Examining Hackage: concurrent-supply
It’s been a while since I posted about some code I’ve been reading, but today I found a little gem: concurrent-supply. This package sets out to provide fast way to generate unique identifiers in a way that’s splittable and supports concurrency.
What’s particularly cool about this package is that the code is only about ~100 lines and a goodly chunk of that is pragramas to tell GHC to actually inline trivial functions.
The API is just 5 functions
type Supply
newSupply :: IO Supply
freshId :: Supply -> (Int, Supply)
splitSupply :: Supply -> (Supply, Supply)
freshId# :: Supply -> (# Int, Supply #)
splitSupply# :: Supply -> (# Int, Supply #)
Supply
is the type for well.. supplies of fresh integers. We can grab an Int
out of a supply producing a new supply as well. We can also split a supply so that we have two new supplies that will produce disjoint identifiers.
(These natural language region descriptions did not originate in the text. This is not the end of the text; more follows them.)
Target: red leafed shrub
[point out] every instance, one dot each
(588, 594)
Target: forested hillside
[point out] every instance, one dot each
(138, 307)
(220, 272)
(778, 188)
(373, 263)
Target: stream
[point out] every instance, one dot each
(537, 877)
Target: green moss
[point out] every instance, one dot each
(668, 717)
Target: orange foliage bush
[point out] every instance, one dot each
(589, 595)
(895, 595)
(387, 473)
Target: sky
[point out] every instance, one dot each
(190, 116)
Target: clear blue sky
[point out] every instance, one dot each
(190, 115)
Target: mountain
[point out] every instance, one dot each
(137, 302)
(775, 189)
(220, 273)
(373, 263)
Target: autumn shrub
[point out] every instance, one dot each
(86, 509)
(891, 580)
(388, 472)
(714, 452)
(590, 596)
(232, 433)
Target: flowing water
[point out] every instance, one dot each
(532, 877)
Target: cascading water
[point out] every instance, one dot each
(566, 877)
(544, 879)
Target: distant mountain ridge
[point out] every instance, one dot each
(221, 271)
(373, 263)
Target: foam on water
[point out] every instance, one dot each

The idea here is that we can have supplies that are used from multiple concurrent threads and they won’t ever
- Duplicate identifiers between supply
- Hammer on the same supply and destroy all our concurrency
It does go without saying that eventually we run out of ints, so I suppose if you sit and prod a supply for a very long time, something bad will happen.
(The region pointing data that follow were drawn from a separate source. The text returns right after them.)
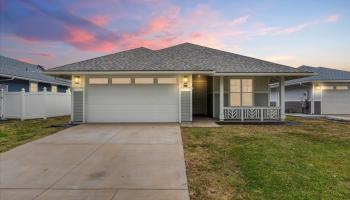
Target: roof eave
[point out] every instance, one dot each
(34, 80)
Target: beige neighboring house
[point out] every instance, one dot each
(326, 93)
(175, 84)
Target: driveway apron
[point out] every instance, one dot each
(98, 161)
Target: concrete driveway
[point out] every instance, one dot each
(102, 161)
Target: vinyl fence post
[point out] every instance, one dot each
(2, 103)
(23, 104)
(45, 102)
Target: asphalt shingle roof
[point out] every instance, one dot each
(323, 74)
(182, 57)
(21, 70)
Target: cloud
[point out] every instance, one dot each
(333, 18)
(99, 20)
(26, 60)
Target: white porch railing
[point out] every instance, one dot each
(252, 113)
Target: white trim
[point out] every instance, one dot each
(213, 73)
(35, 80)
(36, 87)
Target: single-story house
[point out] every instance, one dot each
(15, 75)
(173, 85)
(327, 92)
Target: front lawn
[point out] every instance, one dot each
(16, 132)
(307, 160)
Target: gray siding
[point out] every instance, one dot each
(185, 106)
(78, 106)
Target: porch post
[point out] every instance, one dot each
(222, 98)
(313, 99)
(282, 99)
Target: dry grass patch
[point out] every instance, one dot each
(309, 160)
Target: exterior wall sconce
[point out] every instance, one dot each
(77, 80)
(185, 81)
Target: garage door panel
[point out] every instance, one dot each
(335, 102)
(132, 103)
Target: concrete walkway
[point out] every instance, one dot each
(105, 162)
(331, 117)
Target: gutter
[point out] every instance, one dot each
(212, 73)
(34, 80)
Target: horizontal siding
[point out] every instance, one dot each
(185, 106)
(78, 106)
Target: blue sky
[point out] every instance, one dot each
(54, 33)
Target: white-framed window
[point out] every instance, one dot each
(341, 87)
(121, 80)
(241, 92)
(144, 80)
(327, 87)
(33, 87)
(166, 80)
(98, 81)
(54, 88)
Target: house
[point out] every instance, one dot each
(327, 92)
(173, 85)
(15, 75)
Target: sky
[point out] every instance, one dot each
(290, 32)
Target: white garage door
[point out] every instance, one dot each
(335, 102)
(132, 103)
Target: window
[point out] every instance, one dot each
(98, 81)
(166, 80)
(121, 80)
(54, 88)
(241, 92)
(341, 87)
(33, 87)
(144, 81)
(327, 87)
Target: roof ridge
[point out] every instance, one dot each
(104, 56)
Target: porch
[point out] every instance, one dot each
(237, 99)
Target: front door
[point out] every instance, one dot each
(199, 95)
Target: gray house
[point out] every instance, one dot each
(328, 92)
(15, 75)
(175, 84)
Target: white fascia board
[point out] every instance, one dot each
(265, 74)
(34, 80)
(125, 72)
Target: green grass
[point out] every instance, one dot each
(307, 161)
(16, 132)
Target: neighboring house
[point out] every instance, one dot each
(328, 92)
(173, 85)
(15, 75)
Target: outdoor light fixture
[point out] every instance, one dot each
(77, 80)
(185, 81)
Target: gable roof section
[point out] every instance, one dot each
(13, 68)
(323, 74)
(182, 57)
With that in mind, let’s take a look at the imports for Control.Concurrent.Supply
.
import Data.Hashable
import Data.IORef
import Data.Functor ((<$>))
import Data.Monoid
import GHC.IO (unsafeDupablePerformIO, unsafePerformIO)
import GHC.Types (Int(..))
import GHC.Prim (Int#)
So you can see that some interesting stuff is going to happen, we have both unboxed ints, and unsafe*PerformIO
s. As a quick review, unsafeDupablePerformIO
is for IO
actions which are okay being forced at the same time by different threads which unsafePerformIO
is a little bit more modest and ensures we only force things from one thread at a time.
With this in mind, the code starts with the classic definition of streams in Haskell.
This is followed with some rather a few definitions,
instance Functor Stream where
fmap f (a :- as) = f a :- fmap f as
extract :: Stream a -> a
extract (a :- _) = a
units :: Stream ()
units = () :- units
{-# NOINLINE units #-}
Do note that units
won’t be inlined, this is unfortunately important when we’re thinking about with unsafe functions.
Now on top of streams we can define a rather important type, blocks.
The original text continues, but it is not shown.